Startup Fizz is marketing itself as a company helping college students build credit and manage daily spending
The Fizz debit card has been available at some Ivy League universities like Harvard for roughly a year, and the company is using its seed money to expand its reach, the startup said in its news release.
The company’s target market is 18-to-24 year olds, Smith said. That demographic tends to struggle most with credit card delinquency and debt, research shows.
“Most college students don't have a credit history and end up getting approved for subpar cards,” Smith said.
Credit card debit is on the rise across demographics, but is particularly acute among younger generations.
Credit card delinquencies in 2023 surpassed pre-pandemic levels, with those ages 18 to 29 the most likely to be delinquent, according to a May report from the New York Federal Reserve.
Around 9% of credit cards transitioned into delinquency between the first quarter of 2023 and the first quarter of 2024, according to the report.
Americans ages 18 to 29 had the highest delinquency rate, at around 9.5%, followed closely by Americans ages 30 to 39.
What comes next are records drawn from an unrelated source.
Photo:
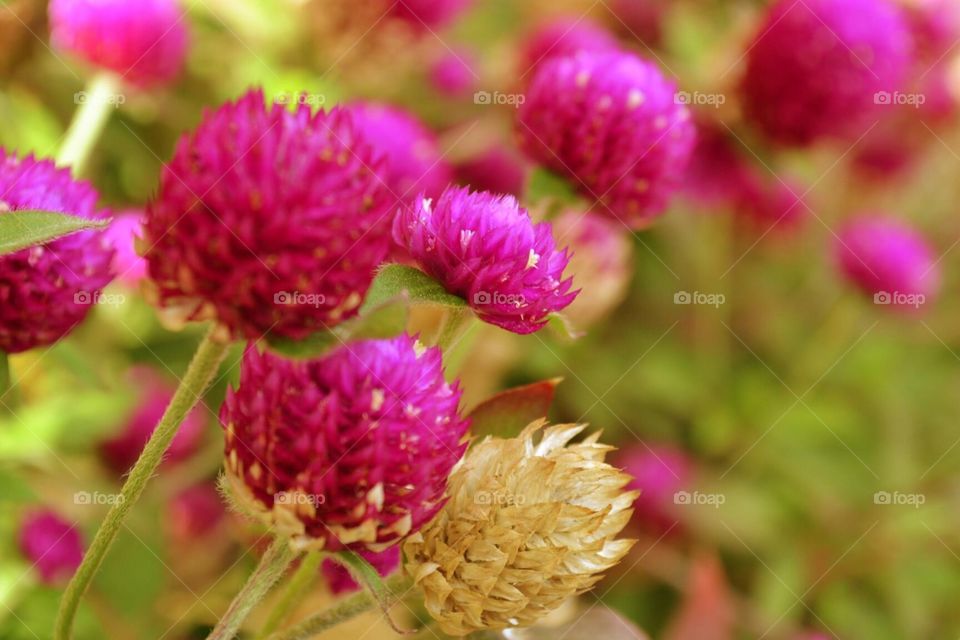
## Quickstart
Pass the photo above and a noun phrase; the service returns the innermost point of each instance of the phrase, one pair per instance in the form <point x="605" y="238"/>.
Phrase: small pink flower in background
<point x="351" y="450"/>
<point x="47" y="290"/>
<point x="52" y="545"/>
<point x="562" y="37"/>
<point x="888" y="260"/>
<point x="486" y="249"/>
<point x="122" y="450"/>
<point x="122" y="233"/>
<point x="145" y="42"/>
<point x="659" y="472"/>
<point x="825" y="68"/>
<point x="428" y="15"/>
<point x="613" y="124"/>
<point x="414" y="160"/>
<point x="340" y="580"/>
<point x="498" y="169"/>
<point x="269" y="220"/>
<point x="453" y="73"/>
<point x="195" y="512"/>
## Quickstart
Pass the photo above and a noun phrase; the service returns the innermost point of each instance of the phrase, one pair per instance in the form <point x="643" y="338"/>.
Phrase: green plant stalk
<point x="204" y="366"/>
<point x="304" y="576"/>
<point x="100" y="98"/>
<point x="343" y="611"/>
<point x="273" y="565"/>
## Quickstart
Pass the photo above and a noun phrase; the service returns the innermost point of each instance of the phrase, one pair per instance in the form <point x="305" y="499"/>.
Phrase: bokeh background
<point x="798" y="443"/>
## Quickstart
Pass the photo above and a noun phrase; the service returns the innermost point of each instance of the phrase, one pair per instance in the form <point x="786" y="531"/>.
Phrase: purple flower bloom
<point x="269" y="220"/>
<point x="340" y="580"/>
<point x="609" y="121"/>
<point x="485" y="249"/>
<point x="453" y="73"/>
<point x="47" y="290"/>
<point x="819" y="68"/>
<point x="52" y="545"/>
<point x="351" y="450"/>
<point x="498" y="169"/>
<point x="120" y="451"/>
<point x="144" y="41"/>
<point x="429" y="14"/>
<point x="414" y="161"/>
<point x="564" y="37"/>
<point x="888" y="260"/>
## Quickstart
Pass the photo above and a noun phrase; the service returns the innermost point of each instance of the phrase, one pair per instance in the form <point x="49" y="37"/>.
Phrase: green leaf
<point x="384" y="321"/>
<point x="394" y="280"/>
<point x="22" y="229"/>
<point x="506" y="414"/>
<point x="545" y="185"/>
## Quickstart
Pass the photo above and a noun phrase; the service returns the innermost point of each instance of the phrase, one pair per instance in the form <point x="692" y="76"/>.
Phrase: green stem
<point x="205" y="364"/>
<point x="300" y="582"/>
<point x="272" y="566"/>
<point x="101" y="97"/>
<point x="345" y="610"/>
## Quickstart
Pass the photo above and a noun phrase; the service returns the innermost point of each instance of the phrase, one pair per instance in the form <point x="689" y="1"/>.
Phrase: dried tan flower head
<point x="528" y="525"/>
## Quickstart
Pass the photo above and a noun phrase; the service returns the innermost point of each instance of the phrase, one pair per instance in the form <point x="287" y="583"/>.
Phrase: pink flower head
<point x="888" y="260"/>
<point x="52" y="545"/>
<point x="340" y="580"/>
<point x="485" y="249"/>
<point x="351" y="450"/>
<point x="611" y="122"/>
<point x="659" y="472"/>
<point x="453" y="73"/>
<point x="498" y="169"/>
<point x="269" y="220"/>
<point x="824" y="68"/>
<point x="145" y="41"/>
<point x="414" y="161"/>
<point x="120" y="451"/>
<point x="427" y="15"/>
<point x="563" y="37"/>
<point x="122" y="233"/>
<point x="47" y="290"/>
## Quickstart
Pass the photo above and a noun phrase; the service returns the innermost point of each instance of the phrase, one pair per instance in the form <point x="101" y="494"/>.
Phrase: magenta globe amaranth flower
<point x="339" y="578"/>
<point x="47" y="290"/>
<point x="414" y="160"/>
<point x="268" y="220"/>
<point x="563" y="37"/>
<point x="121" y="450"/>
<point x="145" y="42"/>
<point x="824" y="68"/>
<point x="52" y="545"/>
<point x="888" y="260"/>
<point x="611" y="123"/>
<point x="351" y="450"/>
<point x="485" y="249"/>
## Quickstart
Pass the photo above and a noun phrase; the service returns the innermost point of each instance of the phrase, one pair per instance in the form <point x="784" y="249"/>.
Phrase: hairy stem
<point x="272" y="566"/>
<point x="203" y="368"/>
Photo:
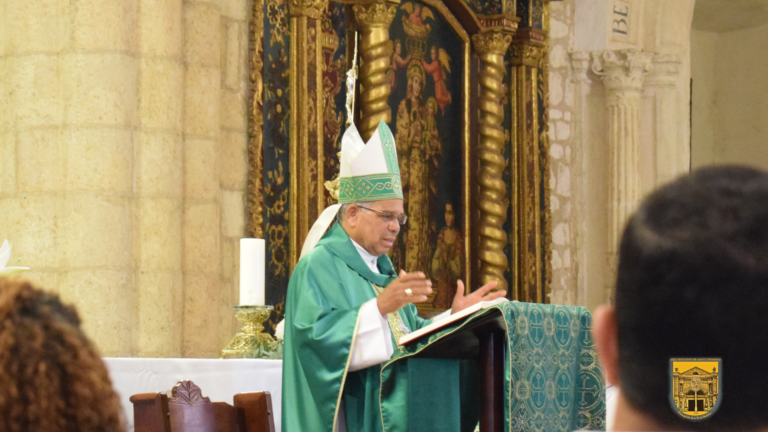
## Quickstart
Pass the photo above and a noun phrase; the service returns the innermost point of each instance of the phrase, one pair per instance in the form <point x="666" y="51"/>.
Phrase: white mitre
<point x="367" y="172"/>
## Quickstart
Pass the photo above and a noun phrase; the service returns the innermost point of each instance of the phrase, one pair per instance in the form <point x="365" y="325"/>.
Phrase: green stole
<point x="326" y="290"/>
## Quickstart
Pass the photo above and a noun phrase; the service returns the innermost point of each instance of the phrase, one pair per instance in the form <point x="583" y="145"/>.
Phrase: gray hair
<point x="342" y="214"/>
“Students have a lot of antagonism toward credit cards” as a result, Smith said.
Each transaction on a Fizz debit card is effectively a micro-loan which is bundled into a daily payment and is reported to credit reporting agencies, helping students build good credit when those micro-loans are quickly repaid, Smith said.
The company calls its product a debit card rather than a credit card “because there is no interest and no fees,” he said.
The card comes with a smartphone app that looks at a student’s income and previous spending habits, sets a daily spending limit, and sends push notifications if the user reaches that limit.
The card is frozen if the user’s bank account doesn’t have enough money for a daily payment.
“What we try to determine is how good this student is with money,” Smith said. The algorithm “is a proxy for previously demonstrated financial health.”
The app also offers courses on financial literacy, he added.
Smith and his fellow co-founder Carlo Kobe dropped out of Harvard at the height of the coronavirus pandemic and then spent years working with banks and regulators to launch Fizz, the company’s news release said.
The debit card provider’s financial backers include Kleiner Perkins, SV Angel, Y-Combinator and New Era Ventures.
“Financial independence usually starts in college and getting it right is incredibly important, but most of the services have not changed in decades,” Kleiner Perkins partner Ilya Fushman said in an emailed statement. “Fizz has built the technology and partnerships to offer a suite of modern products that make it easy for college students to get on the right path and build their financial future.”